Chapter 12: (Puck visits Rome, Szentivánéji álom, G)

Summary:

For drcalvin, who asked for Puck to visit ancient Rome. Shakespeare-compatible.

Notes:

(See the end of the chapter for notes.)

Chapter Text

He comes to Rome with some British slaves, in the breaking of sandal straps and the souring of goat’s milk; they whisper in their native tongues, northern and southern and western, and they do not dare curse him. You never know who listens in the shadows.

He comes to Rome with a cohort of German auxiliaries, tall blond Marcomanni who find their braids tangled and their weapons dulled while they slept, and who curse the mischievous spirits, but not too loudly and never by moonlight.

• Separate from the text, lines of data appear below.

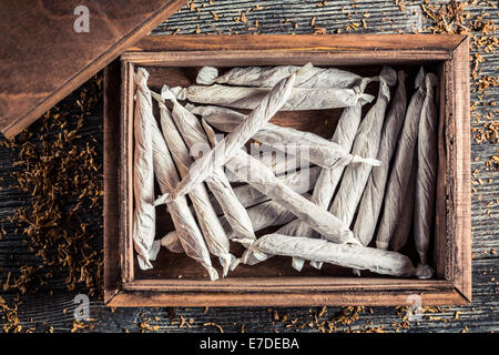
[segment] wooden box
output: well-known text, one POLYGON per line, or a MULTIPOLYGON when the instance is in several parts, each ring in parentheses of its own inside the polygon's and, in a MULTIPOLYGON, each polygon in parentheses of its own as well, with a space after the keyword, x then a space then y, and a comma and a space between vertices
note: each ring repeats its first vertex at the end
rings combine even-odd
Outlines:
MULTIPOLYGON (((105 303, 109 306, 298 306, 468 304, 471 300, 470 132, 468 38, 464 36, 231 36, 147 37, 105 71, 104 237, 105 303), (202 65, 305 64, 340 67, 363 75, 381 64, 407 68, 413 93, 420 64, 439 77, 439 169, 432 280, 404 280, 309 265, 302 273, 291 260, 273 257, 240 265, 211 282, 185 255, 162 250, 154 268, 136 265, 131 236, 133 191, 133 71, 146 67, 150 87, 189 85, 202 65), (411 297, 410 297, 411 296, 411 297)), ((330 138, 340 110, 279 112, 273 122, 330 138)), ((157 210, 157 233, 172 230, 157 210)), ((156 236, 157 237, 157 236, 156 236)), ((414 251, 408 251, 414 253, 414 251)), ((415 257, 413 257, 416 261, 415 257)), ((217 263, 215 263, 217 265, 217 263)))

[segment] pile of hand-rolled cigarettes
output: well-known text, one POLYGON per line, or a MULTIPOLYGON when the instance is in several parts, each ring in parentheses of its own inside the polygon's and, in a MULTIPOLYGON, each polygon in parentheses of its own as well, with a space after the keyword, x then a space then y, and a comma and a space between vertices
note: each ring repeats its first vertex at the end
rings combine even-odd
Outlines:
POLYGON ((283 255, 298 271, 309 261, 356 274, 431 277, 437 78, 420 68, 407 102, 406 77, 389 67, 371 78, 312 64, 223 75, 204 67, 196 85, 165 85, 160 94, 139 68, 132 233, 140 267, 151 268, 162 245, 202 264, 211 280, 218 278, 211 254, 223 276, 283 255), (364 92, 369 82, 378 84, 377 98, 364 92), (268 122, 277 111, 337 108, 344 109, 330 140, 268 122), (247 152, 248 141, 271 154, 247 152), (155 206, 163 203, 175 231, 155 240, 155 206), (275 233, 256 236, 271 226, 275 233), (399 253, 409 234, 417 267, 399 253), (376 247, 367 246, 374 239, 376 247), (231 254, 230 243, 244 253, 231 254))

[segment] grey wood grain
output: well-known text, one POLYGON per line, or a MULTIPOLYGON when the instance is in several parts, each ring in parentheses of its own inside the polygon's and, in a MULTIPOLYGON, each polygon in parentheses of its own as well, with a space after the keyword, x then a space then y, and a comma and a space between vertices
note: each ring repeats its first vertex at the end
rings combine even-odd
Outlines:
MULTIPOLYGON (((315 18, 315 26, 325 28, 328 33, 335 33, 353 22, 366 21, 367 29, 361 26, 358 33, 394 33, 394 32, 424 32, 425 27, 430 24, 420 8, 420 1, 406 1, 406 11, 403 12, 394 1, 376 0, 338 0, 328 1, 325 7, 317 7, 319 1, 243 1, 243 0, 214 0, 195 1, 196 9, 191 11, 187 7, 182 8, 167 21, 159 26, 152 34, 175 33, 175 36, 195 33, 203 34, 236 34, 236 33, 314 33, 315 29, 310 21, 315 18), (256 4, 259 10, 251 10, 246 13, 247 22, 235 22, 242 11, 254 9, 256 4), (343 9, 343 11, 342 11, 343 9), (211 11, 216 12, 217 20, 211 11), (369 17, 364 17, 364 13, 369 17), (257 29, 255 21, 258 22, 257 29), (296 27, 297 24, 297 27, 296 27), (177 31, 179 29, 179 31, 177 31)), ((447 3, 447 1, 431 1, 431 3, 447 3)), ((490 8, 487 2, 479 2, 467 9, 472 16, 488 12, 489 18, 499 22, 498 9, 490 8)), ((497 75, 499 58, 496 53, 481 53, 486 59, 481 65, 481 73, 497 75)), ((78 91, 77 91, 78 92, 78 91)), ((71 103, 74 97, 67 98, 63 102, 71 103)), ((478 101, 476 112, 488 113, 491 108, 487 105, 492 101, 499 101, 499 89, 492 88, 487 94, 479 99, 477 93, 471 93, 471 102, 478 101)), ((82 129, 82 139, 96 139, 100 154, 102 154, 102 105, 92 112, 82 129)), ((497 113, 497 111, 496 111, 497 113)), ((480 128, 482 122, 471 119, 472 128, 480 128)), ((52 134, 58 132, 53 131, 52 134)), ((493 250, 498 250, 499 229, 499 203, 498 203, 498 172, 486 171, 485 162, 497 153, 497 144, 471 142, 471 169, 479 170, 477 179, 481 179, 472 187, 472 275, 473 275, 473 303, 467 307, 444 307, 436 313, 426 313, 418 323, 411 322, 408 329, 401 332, 461 332, 465 327, 469 332, 491 332, 499 328, 498 307, 498 268, 499 258, 493 250), (456 314, 458 317, 456 318, 456 314)), ((11 225, 6 219, 18 207, 28 205, 28 196, 9 187, 14 183, 10 176, 17 168, 12 166, 10 152, 0 148, 0 229, 6 229, 7 235, 0 239, 0 281, 4 281, 6 274, 12 272, 17 276, 18 265, 38 265, 33 253, 28 252, 20 231, 11 225)), ((83 220, 85 216, 81 216, 83 220)), ((92 221, 92 229, 98 234, 98 247, 102 247, 102 221, 92 221)), ((58 270, 51 270, 54 277, 50 284, 43 286, 37 294, 22 296, 19 306, 19 317, 24 328, 35 327, 42 332, 50 325, 55 332, 68 332, 72 327, 73 303, 78 292, 68 292, 64 285, 64 275, 58 270), (64 311, 65 310, 65 311, 64 311)), ((1 291, 0 291, 1 292, 1 291)), ((14 295, 12 293, 0 293, 6 300, 14 295)), ((93 325, 90 332, 140 332, 140 323, 151 318, 150 325, 159 325, 160 332, 217 332, 213 326, 203 324, 214 322, 221 325, 225 332, 240 332, 242 325, 246 332, 296 332, 295 327, 286 327, 285 324, 275 322, 273 311, 282 316, 287 314, 291 320, 298 318, 298 324, 308 323, 319 308, 293 307, 272 308, 245 307, 245 308, 179 308, 173 320, 170 318, 172 310, 169 308, 119 308, 112 312, 104 307, 101 301, 92 300, 91 317, 95 321, 89 322, 93 325), (193 318, 191 328, 183 326, 179 328, 180 316, 185 320, 193 318)), ((330 321, 340 311, 339 307, 328 307, 319 321, 330 321)), ((373 307, 373 314, 364 312, 360 318, 353 323, 353 329, 361 329, 369 326, 383 327, 385 331, 397 331, 401 322, 397 311, 393 307, 373 307)), ((288 324, 288 322, 286 323, 288 324)), ((316 327, 306 326, 299 332, 318 332, 316 327)))

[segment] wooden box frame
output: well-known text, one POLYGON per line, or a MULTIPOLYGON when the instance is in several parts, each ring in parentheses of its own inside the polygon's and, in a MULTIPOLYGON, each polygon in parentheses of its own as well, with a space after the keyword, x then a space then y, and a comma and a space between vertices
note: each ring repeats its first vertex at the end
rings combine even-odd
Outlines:
POLYGON ((465 36, 146 37, 104 75, 104 301, 109 306, 422 305, 471 302, 469 49, 465 36), (134 280, 128 120, 134 65, 439 62, 440 124, 435 266, 441 280, 248 277, 134 280))

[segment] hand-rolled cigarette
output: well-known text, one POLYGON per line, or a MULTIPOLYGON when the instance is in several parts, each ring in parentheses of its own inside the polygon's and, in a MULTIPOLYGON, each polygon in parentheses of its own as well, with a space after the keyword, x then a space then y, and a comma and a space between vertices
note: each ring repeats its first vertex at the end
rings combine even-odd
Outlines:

He comes to Rome by every road, with every conquered people, a thorn in every foot and a burr under every saddle. He skims the milk and molds the bread, rots the garum (can any tell the difference? the slaves ask, but not where their masters can hear), rusts hobnails and shield bosses, cracks tile, slips rings from the fingers of bathers, yanks hounds’ tails, wakes sleeping babes to crying. Never-sleeping Rome is rich sport for a spirit like him.

He is a pest, a curse, their pucca, their puk, but he is theirs. Sometimes when a British girl weeps, heart-thin and exhausted and afraid she will be beaten if her sewing is not done by morning, she will fall asleep and wake to find it done, stitched by a needle finer and sharper than iron could make. Sometimes when a young soldier is afraid, wet and cold and far from his mother’s hearth, he will find in his bowl a barley cake, still hot from the ashes and dripping with honey.

They leave him cups of milk and smooth stones, crusts of bread and little hard apples. Perhaps it is only animals that take the food, crows the stones. But it is better to leave them, better to be the lonely spirit’s friend than his enemy.

Notes:

Apologies for extremely dodgy linguistics - Puck probably only dates from the 14th century, etymologically.